In production, 1963. Two slanted exterior breast pockets, two inside breast pockets and two cargo pockets at the waist. There is a loop on the side of the left breast pocket intended for an IM Series Radiation Dosemeter. It was commonly used to carry a pen or pencil. There are two nylon loops in the left waist pocket intended to carry two rifle magazines. Pocket buttons are slotted and attached by tabs, the remaining buttons are sewn directly onto the shirt.


Label on an original production run shirt.


Detail of the left breast pocket showing the location of the dosemeter and the method of carrying the rifle magazine. Note the large slotted pocket button.


Shirt-Coat Combat G.S., Lightweight (Modified Pattern)


In production by 1966. Similar to the original pattern of shirt but with the addition of nylon loops in the right waist pocket.

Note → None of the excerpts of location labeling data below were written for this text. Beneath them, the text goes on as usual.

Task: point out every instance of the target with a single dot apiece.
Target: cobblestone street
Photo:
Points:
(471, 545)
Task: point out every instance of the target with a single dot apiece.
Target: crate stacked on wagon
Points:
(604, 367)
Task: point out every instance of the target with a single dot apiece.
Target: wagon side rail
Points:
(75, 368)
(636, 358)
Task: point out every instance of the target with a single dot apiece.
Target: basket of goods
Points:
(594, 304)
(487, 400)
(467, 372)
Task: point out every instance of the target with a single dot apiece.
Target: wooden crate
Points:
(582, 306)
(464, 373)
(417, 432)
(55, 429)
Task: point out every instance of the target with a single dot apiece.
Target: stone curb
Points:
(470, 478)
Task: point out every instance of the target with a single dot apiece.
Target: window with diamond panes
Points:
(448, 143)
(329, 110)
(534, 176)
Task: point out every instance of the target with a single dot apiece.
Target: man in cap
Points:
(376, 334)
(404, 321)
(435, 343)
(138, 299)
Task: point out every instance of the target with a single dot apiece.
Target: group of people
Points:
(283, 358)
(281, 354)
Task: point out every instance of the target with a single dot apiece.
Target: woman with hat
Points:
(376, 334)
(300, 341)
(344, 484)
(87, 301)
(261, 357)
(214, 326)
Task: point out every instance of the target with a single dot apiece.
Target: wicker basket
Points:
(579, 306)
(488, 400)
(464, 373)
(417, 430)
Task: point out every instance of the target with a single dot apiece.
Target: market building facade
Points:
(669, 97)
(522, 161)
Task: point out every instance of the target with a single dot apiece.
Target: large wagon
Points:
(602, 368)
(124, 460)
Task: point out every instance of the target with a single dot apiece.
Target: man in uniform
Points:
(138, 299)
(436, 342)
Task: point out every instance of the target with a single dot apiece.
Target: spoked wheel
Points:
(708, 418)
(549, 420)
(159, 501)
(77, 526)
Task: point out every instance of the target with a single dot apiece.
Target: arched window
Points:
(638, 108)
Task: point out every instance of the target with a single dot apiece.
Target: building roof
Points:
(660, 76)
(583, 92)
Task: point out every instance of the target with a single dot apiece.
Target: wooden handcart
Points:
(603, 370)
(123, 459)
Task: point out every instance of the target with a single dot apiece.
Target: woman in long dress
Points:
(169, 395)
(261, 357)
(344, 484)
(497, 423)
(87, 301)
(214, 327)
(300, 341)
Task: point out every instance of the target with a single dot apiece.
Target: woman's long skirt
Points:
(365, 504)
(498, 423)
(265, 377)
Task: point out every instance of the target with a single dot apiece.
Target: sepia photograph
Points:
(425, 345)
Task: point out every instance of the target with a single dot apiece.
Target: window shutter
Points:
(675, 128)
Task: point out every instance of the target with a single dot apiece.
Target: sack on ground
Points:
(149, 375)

The elbow reinforcing has been shortened and the cuffs are now vented. The interior pockets are reduced to one on the left breast.


Shirt-Coat, Combat, O.D. No. 7


In production as of circa 1967 - 70. Made of an Olive Drab nylon cotton weave, this shirt is similar to the modified shirt but has a smoother finish and is a distinctive shade of Olive Drab which has a brownish cast to it.


Coat, Combat, Man's., Lightweight Mark II


In production circa 1969. A drawstring has been added at the waist and the elbow reinforcing was omitted. All buttons are now slotted and located on tabs which made them easier to fasten and provided a stronger attachment than stitching. The single interior breast pocket is now secured with velcro.




Typical manufacturer and user tags. Many late manufactured shirts have a simplified OG 107 coloured manufacturer's tag.


Coat, Combat, Lightweight Mark III


In production circa 1983. With the adoption of Pattern 1982 Web Equipment the design of the shirt was drastically altered. As rifle magazines were no longer carried in the shirt pockets, the pockets were completely redesigned. The breast pockets were now flat and had pencil loops stitched onto the front. The waist cargo pockets were removed and the shirt could now be either tucked in or worn outside the trousers. Elbow reinforcing now extended completely around the sleeves. The interior pocket from the Mark II shirt was retained, but redesigned.
The Mark III shirt was not overly popular with some of the troops, however fashion conscious soldiers appreciated the smoother fit of the sweater over the new shirt. Although the omitted pockets were no longer required for carrying rifle magazines they had been handy for carrying other items. Mark II and Mark III shirts were issued concurrently, but the Mark III was never issued in great numbers and by the early 1990s was rarely seen in wear.


Pocket detail.



Typical manufacturer and user labels.


Trousers

Trousers, Heavyweight And Lightweight

Two side pockets secured by buttoned flaps, one or two hip pockets, and a cargo pocket on the side of each thigh. The seats and knees are reinforced and waterproofed and there are ties at the cuffs. Two weights of 50/50 nylon/cotton (NyCo) twist fabric were used: 8.3 oz/square yard for heavyweight trousers and 5 oz/square yard for lightweight trousers.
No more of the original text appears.